Thanks for elaborating on your dotfiles strategy. I was using yadm until
now (which has served me well, thank you Tim Byrne!) and reading your
article helped me to simplify my dotfiles even further and retire yadm
in favour of vanilla git and use the `hostname` trick to have variants
for each different arch or computer.
It would be interesting to know however, if you or anyone else has a
good recommendation on storing secrets such as pass datastore or some
personal notes in a similar simple fashion.
P.S.: for some reason TB is pushing for HTML even though I've explicitly
set it not to do so. Sigh! I have to take more baby steps to learn and
use mutt, aerc, etc. more effectively (terminals still don't handle my
mother tongue/script).
On Fri Apr 16, 2021 at 3:10 PM CEST, Mehdi Sadeghi wrote:
> It would be interesting to know however, if you or anyone else has a> good recommendation on storing secrets such as pass datastore or some> personal notes in a similar simple fashion.

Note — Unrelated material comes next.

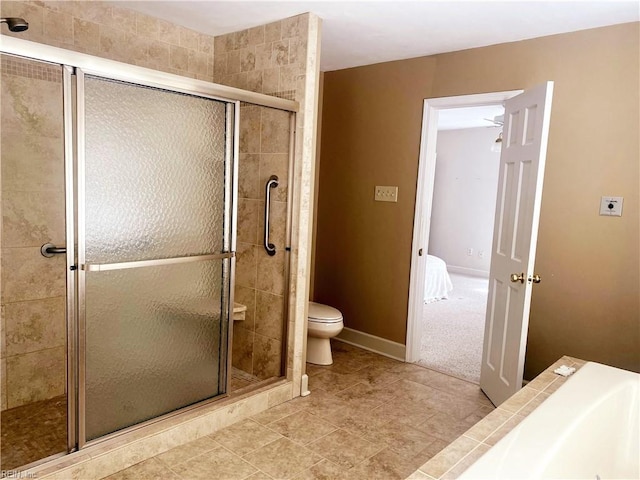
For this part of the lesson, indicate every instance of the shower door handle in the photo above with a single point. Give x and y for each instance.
(49, 250)
(271, 183)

pass organizes passwords in a git repository by default.
> pass organizes passwords in a git repository by default.
Yes, you're t right. However, however the way I use it, it exposes a lot of metadata about services and websites I visit or use. I'd appreciate any hack or thought on this.
What about configs with your email password for mutt, git send-mail and occasional secrets and tokens?
>What about configs with your email password for mutt, git send-mail and >occasional secrets and tokens?
I have personally moved away from including any important secrets or
tokens in plain text. For mutt, you can use pass, GPG, or another
keyring to store secrets and access them without exposing anything in
plain text. See [1].
Most programs should allow config options which include a call to an
external program.
See `man git-send-email` and `man git-credential` for info on those.